TOKYO - Japan is considering the introduction of a new ground-based missile defence system in response to the North Korean threat, local media reports said on Thursday (Aug 17).
This additional layer - known as the "Aegis Ashore" system - will supplement a defence that Tokyo has acknowledged could be woefully inadequate.
The Nikkei Asian Review said that Japanese Defence Minister Itsunori Onodera will sound US counterpart James Mattis out on the plans to deploy the US-developed "Aegis Ashore" system as a third layer for Japan's defence when they meet in Washington on Thursday (Thursday night, Singapore time).
The Defence Ministry will also provisionally request for the planning costs for its deployment to be included in the budget for the next fiscal year, Nikkei said.
Mr Onodera and Mr Mattis are slated to meet in Washington along with Japanese Foreign Minister Taro Kono and US Secretary of State Rex Tillerson for high-level talks, with North Korea high on the agenda.
This comes as North Korea has shown advancements in its ballistic missile and nuclear programme that it claims to be its defence posture.
Last week, it threatened to lob a volley of four missiles into waters around the United States territory of Guam, after US President Donald Trump said he will unleash "fire and fury the world has never seen" on the isolated North, which last month launched two intercontinental ballistic missiles (ICBMs).
The world is breathing a little easier this week as both sides dialled down their rhetoric, with North Korean leader Kim Jong Un saying he will wait "a little bit more". This came after Mr Mattis and Mr Tillerson stressed in a joint opinion piece in the Wall Street Journal on Sunday that the US was not interested in regime change.
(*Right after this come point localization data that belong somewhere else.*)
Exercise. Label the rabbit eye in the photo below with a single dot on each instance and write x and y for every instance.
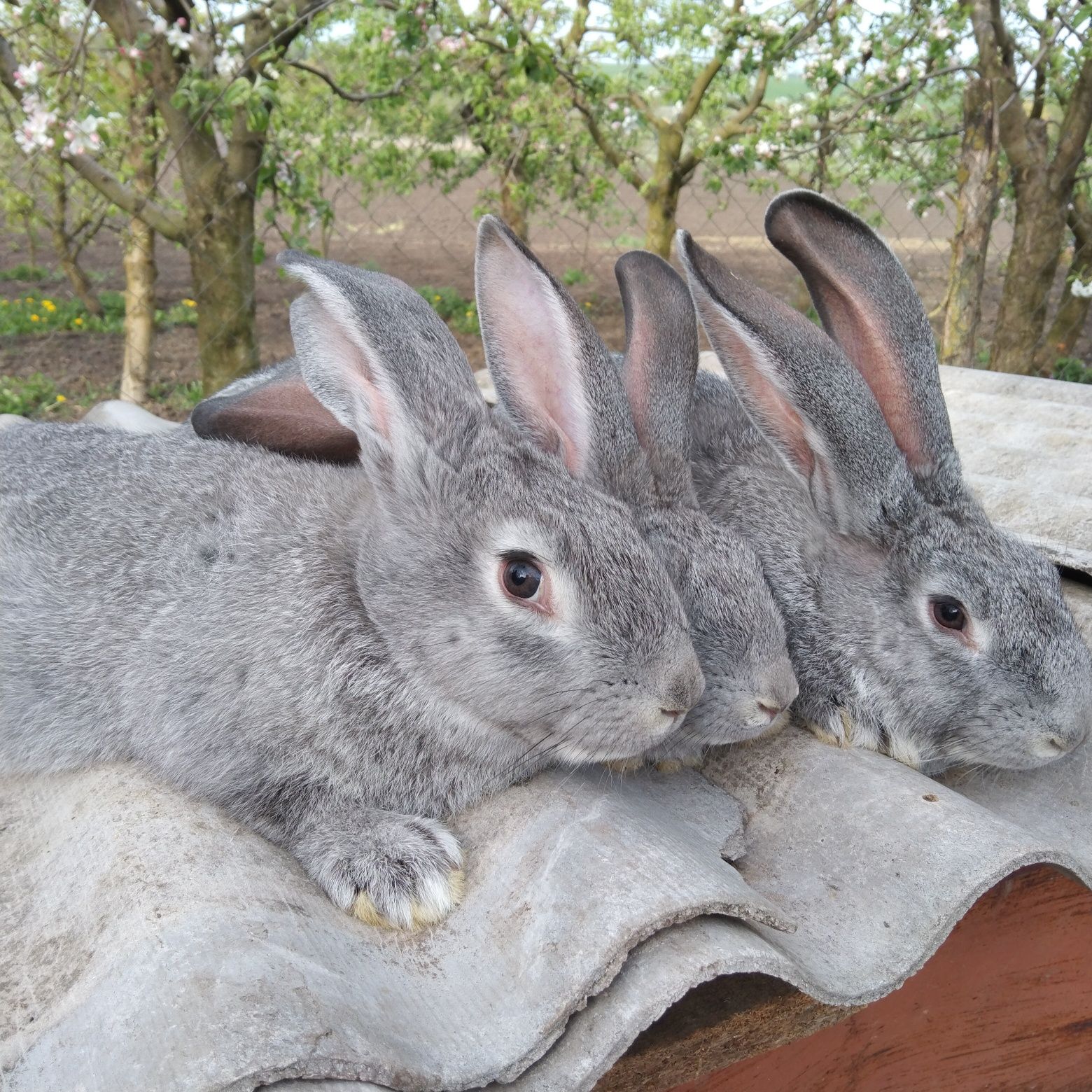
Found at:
(949, 614)
(521, 577)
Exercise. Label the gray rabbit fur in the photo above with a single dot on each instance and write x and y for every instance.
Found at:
(333, 657)
(640, 417)
(830, 451)
(557, 382)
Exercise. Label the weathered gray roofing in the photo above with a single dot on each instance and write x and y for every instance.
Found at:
(151, 943)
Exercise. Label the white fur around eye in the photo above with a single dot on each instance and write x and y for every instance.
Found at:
(526, 538)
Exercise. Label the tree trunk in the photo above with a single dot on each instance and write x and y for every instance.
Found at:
(222, 262)
(1074, 310)
(1032, 263)
(139, 265)
(140, 310)
(975, 208)
(66, 253)
(662, 196)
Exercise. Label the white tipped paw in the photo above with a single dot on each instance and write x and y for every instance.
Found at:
(404, 875)
(625, 764)
(834, 729)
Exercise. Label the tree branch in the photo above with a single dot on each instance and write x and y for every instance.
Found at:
(352, 97)
(733, 127)
(996, 64)
(1076, 124)
(167, 223)
(622, 163)
(699, 88)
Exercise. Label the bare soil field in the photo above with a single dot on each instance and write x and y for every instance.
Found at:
(427, 238)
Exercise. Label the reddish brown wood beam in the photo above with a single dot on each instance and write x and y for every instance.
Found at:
(1004, 1004)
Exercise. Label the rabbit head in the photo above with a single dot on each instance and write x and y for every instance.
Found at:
(638, 435)
(916, 627)
(514, 592)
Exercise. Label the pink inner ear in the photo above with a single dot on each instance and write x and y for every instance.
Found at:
(861, 332)
(778, 414)
(530, 323)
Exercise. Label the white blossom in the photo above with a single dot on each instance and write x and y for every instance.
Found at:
(224, 64)
(176, 34)
(34, 132)
(27, 76)
(82, 136)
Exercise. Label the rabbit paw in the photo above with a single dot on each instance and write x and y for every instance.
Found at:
(399, 872)
(625, 764)
(680, 762)
(836, 729)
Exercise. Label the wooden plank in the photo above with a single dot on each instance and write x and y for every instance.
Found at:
(1004, 1004)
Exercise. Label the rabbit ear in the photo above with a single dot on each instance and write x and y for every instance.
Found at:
(553, 372)
(274, 409)
(660, 368)
(804, 394)
(382, 362)
(868, 305)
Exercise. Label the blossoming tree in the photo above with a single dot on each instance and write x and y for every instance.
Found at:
(212, 74)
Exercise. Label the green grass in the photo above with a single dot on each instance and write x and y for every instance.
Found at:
(39, 314)
(29, 397)
(456, 310)
(32, 274)
(1072, 370)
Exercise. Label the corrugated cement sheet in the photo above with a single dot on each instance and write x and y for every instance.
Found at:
(148, 943)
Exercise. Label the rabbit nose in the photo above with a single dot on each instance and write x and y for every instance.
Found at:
(778, 692)
(1065, 742)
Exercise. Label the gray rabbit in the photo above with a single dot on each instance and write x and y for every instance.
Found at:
(916, 626)
(339, 659)
(639, 417)
(627, 434)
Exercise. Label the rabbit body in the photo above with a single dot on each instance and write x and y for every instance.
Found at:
(332, 655)
(916, 626)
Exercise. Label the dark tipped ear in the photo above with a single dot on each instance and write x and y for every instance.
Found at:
(382, 363)
(868, 306)
(660, 367)
(554, 374)
(273, 409)
(803, 393)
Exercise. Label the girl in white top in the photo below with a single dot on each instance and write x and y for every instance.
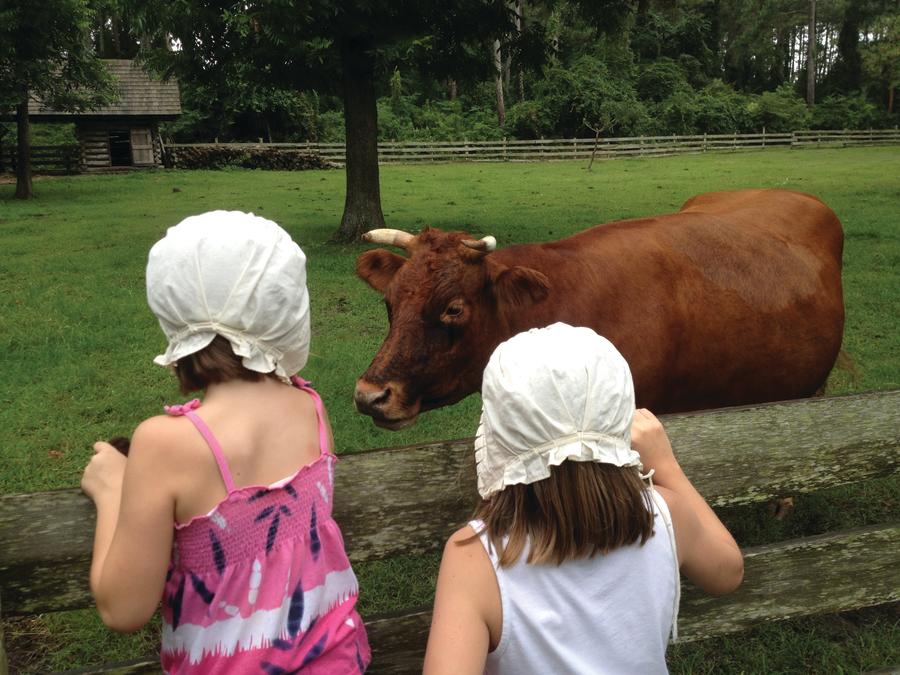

The "Aegis Ashore", which Japan is now considering, is the land-based version of the Standard Missile-3 (SM-3) advanced radar units. Mounted on Aegis warships that are patrolling waters around Japan round the clock, these units can intercept ballistic missiles outside the earth's atmosphere up to an altitude of 500km.
Japan owns four destroyers equipped with this Aegis advanced radar system, two of which are currently being refitted. NHK reported on Thursday that Japan is mulling the adoption of an additional unit.
Separately, Japan also has 34 units of the Patriot Advanced Capability-3 (PAC-3) missile interceptor system, which has limited range: it can destroy targets at altitudes of only between 10km and 20km.
Japan last week deployed PAC-3 units in the western prefectures of Shimane, Hiroshima, Kochi and Ehime, following North Korea's detailed threat to fire missiles towards Guam.
Any missile fired by North Korea towards Guam will still be on its ascent as it flies over Japan, defence experts said, which means the SM-3 might stand a better shot of intercepting the rocket. But the PAC-3 can shoot down stray missiles that could land in Japan perhaps due to a mid-flight failure, as well as rocket debris.
Mr Onodera said last week that it is within the pacifist nation's constitutional rights to shoot down any missiles, as well as their debris, flying over Japan. He said Japan can legally intercept any missile that flies over its territory that could threaten its ally, the US, under its principle of collective self-defence, although some legal experts have reportedly disagreed.
Japan and the US agreed on Wednesday (Thursday, Singapore time) that the allies must avoid a contingency situation in responding to North Korea's threat, as Mr Kono and Mr Onodera met US National Security Adviser H. R. McMaster for an hour.
"Our countries share common awareness of the issues," said Mr Onodera after the meeting. "We hope to foster close communication at all levels."